= Robert Metcalfe (Hebraist) =

English priest and professor of Hebrew

Robert Metcalfe (1579–1652) was an English priest and Regius Professor of Hebrew at the University of Cambridge.

==Life==
Son of Alexander Metcalfe of Beverley, Yorkshire, he was educated at Beverley Grammar School and St John's College, Cambridge, where he graduated M.A. in 1606. On 10 April 1606 he was admitted a fellow of St. John's College, Cambridge, and in 1616 he was elected a preacher there. He was vicar of Burwell, Cambridgeshire, in 1618 and was made Doctor of Divinity in 1630. Some time prior to 1645 he succeeded Andrew Byng of St. John's College as Regius Professor of Hebrew, but at what date is not known.
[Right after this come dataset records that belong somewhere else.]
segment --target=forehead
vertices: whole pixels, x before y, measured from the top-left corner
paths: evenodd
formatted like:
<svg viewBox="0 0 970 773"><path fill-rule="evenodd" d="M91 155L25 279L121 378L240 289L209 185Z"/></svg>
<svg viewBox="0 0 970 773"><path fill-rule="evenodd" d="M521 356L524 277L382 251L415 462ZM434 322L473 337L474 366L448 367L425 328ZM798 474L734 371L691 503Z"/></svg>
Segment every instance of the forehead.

In 1648 he vacated the chair, and was succeeded by Ralph Cudworth; his retirement was connected with his election to a fellowship at Trinity College in the same year, where he was also appointed catechiser and vice-master of the society in October. On 14 August 1646 he was appointed lecturer in Hebrew.

By the contemporary report of James Duport he was a scholarly recluse. Nicholas Hookes composed elegies to his memory, referring to his high status in Trinity and his generosity. He was a benefactor in particular of Beverley Grammar School.